On Monday, Shares of California Resources Corporation (NYSE: CRC) showed the bullish trend with a higher momentum of 1.15% and ended its trading session at $37.03. The company traded total volume of 1,277,655 shares as contrast to its average volume of 2.18M shares. The company has a market value of $1.79B and about 48.39M shares outstanding.
California Resources Corporation (CRC), an independent California-based oil and gas exploration and production company, recently stated a net loss attributable to common stock (CRC net loss) of $2.0M, or $0.05 per diluted share, for the first quarter of 2018. Adjusted net income for the first quarter of 2018 was $8.0M, or $0.18 per diluted share.
Adjusted EBITDAX for the first quarter of 2018 was $250.0M and cash offered by operating activities was $200.0M. Capital investments were $139.0M.
Quarterly Highlights Include:
- Produced 123.0K BOE per day, above the midpoint of the guidance range
- Invested capital of $139.0M. Drilled 44 wells with internally funded capital and 30 wells with joint venture (JV) capital
- Generated adjusted EBITDAX of $250.0M, reflecting an adjusted EBITDAX margin of 41%.
First Quarter 2018 Results:
For the first quarter of 2018, the CRC net loss was $2.0M, or $0.05 per diluted share, and adjusted net income was $8.0M, or $0.18 per diluted share. Adjusted net income excluded $7.0M of non-cash derivatives losses and a $2.0M charge for severance costs.
Total daily production volumes averaged 123.0K barrels of oil equivalent (BOE) per day for the first quarter of 2018. Contrast to the fourth quarter of 2017, first quarter production was reduced by 2,400 BOE per day because of PSC effects from higher prices. Excluding PSC effects, sequential production was essentially flat. For the first quarter of 2018, oil volumes averaged 77.0K barrels per day, NGL volumes averaged 16.0K barrels per day and gas volumes averaged 182.0K thousand cubic feet (MCF) per day. First quarter results reflect a residual 400 BOE per day negative impact because of the 2017 California wildfires and subsequent mudslides. The impact of PSC effect relative to guidance was a small negative amount.
Production costs for the first quarter of 2018 were $212.0M, essentially flat with the $211.0M in the first quarter of 2017. On a per unit basis, first quarter production costs of $19.08 per BOE were higher than the comparable prior year period of $17.70 per BOE, because of lower production. First quarter unit production costs were lower than formerly revealed guidance levels, reflecting continued cost reductions and efficiency, as well as timing of activities, across most cost categories. The industry practice for reporting PSCs can result in higher production costs per barrel as gross field operating costs are matched with net production. Excluding the PSC effects, per unit production costs1 for the first quarter of 2018 would have been $17.47. General and administrative (G&A) expenses were $63.0M for the first quarter of 2018, contrast to $66.0M in the fourth quarter of 2017 and consistent with the prior year comparable period. These costs were also lower than the guidance range for the period because of the timing of certain corporate expenses.
CRC stated taxes other than on income of $38.0M, $5.0M higher than the prior year period mainly because of the increase in market prices for greenhouse gas allowances, among other factors. Exploration expense of $8.0M for the first quarter of 2018 increased $2.0M from the prior year comparable period, demonstrating the Company’s commitment to the exploration opportunities within its large asset portfolio.
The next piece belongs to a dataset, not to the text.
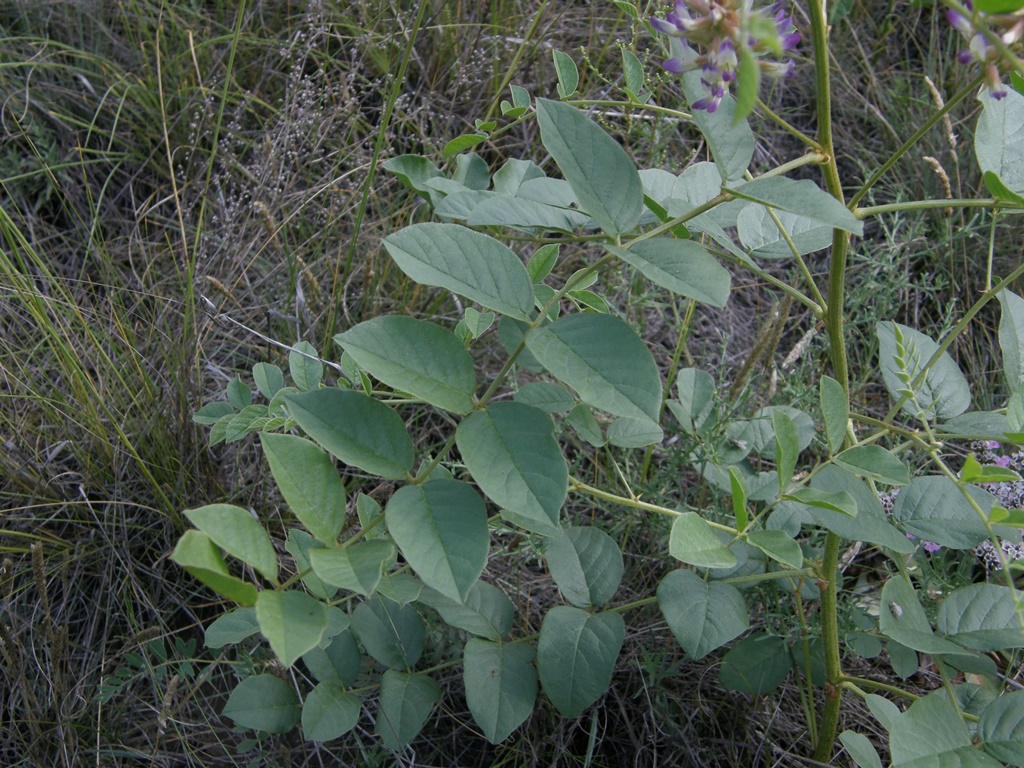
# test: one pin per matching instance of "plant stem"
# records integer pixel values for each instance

Capital investment in the first quarter of 2018 totaled $139.0M, excluding JV capital. About $94.0M was directed to drilling and capital workovers.
Cash offered by operating activities was $200.0M. CRC generated free cash flow of $61.0M in the first quarter of 2018.
The Company offered net profit margin of -15.90% while its gross profit margin was 56.70%. ROE was recorded as 46.10% while beta factor was 6.05. The stock, as of recent close, has shown the weekly upbeat performance of 14.33% which was maintained at 90.48% in this year.